PROUD POSSESSION: Seen with a portrait of his guru the ace cinematographer Marcus Bartlay. --Photo: C.V. Subrahmanyam.

G.V. Prasada Sarma

Ambu Rao specifically mentionsMayabazar

VISAKHAPATNAM: For the young apprentice in the renowned Vauhini Studios in Chennai, his first experience turned out to be memorable. Not surprising. He was working for an all-time classic in the making, the bilingual Mayabazar, and was part of a team headed by the well-known cinematographer, the one and only Marcus Bartley.

Some 50 years later, sitting in his house at Burujupeta here, the 73-year-old ace photographer D.S. Ambu Rao recalls the beginning that led to his association with a string of films and narrates the events in vivid detail. He got a thumbs down when he first met Marcus Bartley, fresh with a diploma in cinematography and sound engineering, but luckily got the break a few months later.

Cherished period

Working with Bartley, the next one and a half years turned out to be the most cherished period in his life. He later met Bartley twice. A rare autographed, self-portrait of Bartley of 1982 is a prized possession with him now. He says the meticulous Bartley had total control over the department, with the famous Nagi Reddy-Chakrapani duo running the Vijaya and Vauhini studios and Vijaya Productions respecting his work and providing everything he wanted. The result was a masterpiece!
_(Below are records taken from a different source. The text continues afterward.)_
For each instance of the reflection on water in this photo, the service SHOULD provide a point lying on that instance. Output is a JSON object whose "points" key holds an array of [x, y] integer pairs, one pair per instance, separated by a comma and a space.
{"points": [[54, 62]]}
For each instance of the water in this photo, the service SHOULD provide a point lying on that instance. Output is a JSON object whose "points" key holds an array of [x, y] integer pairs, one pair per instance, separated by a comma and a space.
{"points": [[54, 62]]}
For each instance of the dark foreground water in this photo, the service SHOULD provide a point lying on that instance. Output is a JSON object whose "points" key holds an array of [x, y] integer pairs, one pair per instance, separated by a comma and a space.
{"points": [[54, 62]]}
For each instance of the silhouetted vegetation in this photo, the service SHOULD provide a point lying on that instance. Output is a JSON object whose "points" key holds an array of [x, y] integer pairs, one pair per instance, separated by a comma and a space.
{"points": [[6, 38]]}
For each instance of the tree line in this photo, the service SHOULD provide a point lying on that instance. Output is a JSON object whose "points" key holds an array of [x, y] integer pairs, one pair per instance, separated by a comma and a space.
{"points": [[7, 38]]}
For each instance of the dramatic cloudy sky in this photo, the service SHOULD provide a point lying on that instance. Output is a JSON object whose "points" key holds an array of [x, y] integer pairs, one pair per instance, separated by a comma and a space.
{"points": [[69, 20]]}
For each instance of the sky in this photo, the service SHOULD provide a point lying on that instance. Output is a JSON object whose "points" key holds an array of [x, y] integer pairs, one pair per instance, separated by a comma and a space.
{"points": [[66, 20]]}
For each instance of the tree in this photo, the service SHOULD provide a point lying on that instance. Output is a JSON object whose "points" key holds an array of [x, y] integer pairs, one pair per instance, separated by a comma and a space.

Apart from the shooting going strictly by the screenplay and light set by Bartley, Mr. Ambu Rao specifically mentions a few magic moments in Mayabazar that mesmerised several generations of filmgoers and continue to do so. The evergreen song "Lahiri, lahiri lo'' was shot at Ennore near Madras (now Chennai) at noon. The outdoor shooting lasted only for 10 to 15 seconds. "Bartley was a genius in creating the illusion of moonlight and Mayabazar is the first Indian film to do so,'' he asserts.

Another masterstroke was the creation of Dwaraka. Some 300 miniature houses, no two alike, were created in about 50 x 60 ft space and electrified. Credit should also go to art director Madhavapeddi Gokhale, says the ace photographer.

Mr. Ambu Rao later worked for 14 films, including Lavakusa, Venkateswara Mahatmyam, Namminabantu, Jayabheri and Mahamantri Timmarasu in the studios with several prominent directors like C. Pullayya, P. Pullayya and Kamalakara Kameswara Rao over a period of six years from 1956. "I have learnt discipline and love for work under him. But I regret that I could not make use of even one-hundredth of what I had learnt of cinematography,'' sighs Mr. Ambu Rao.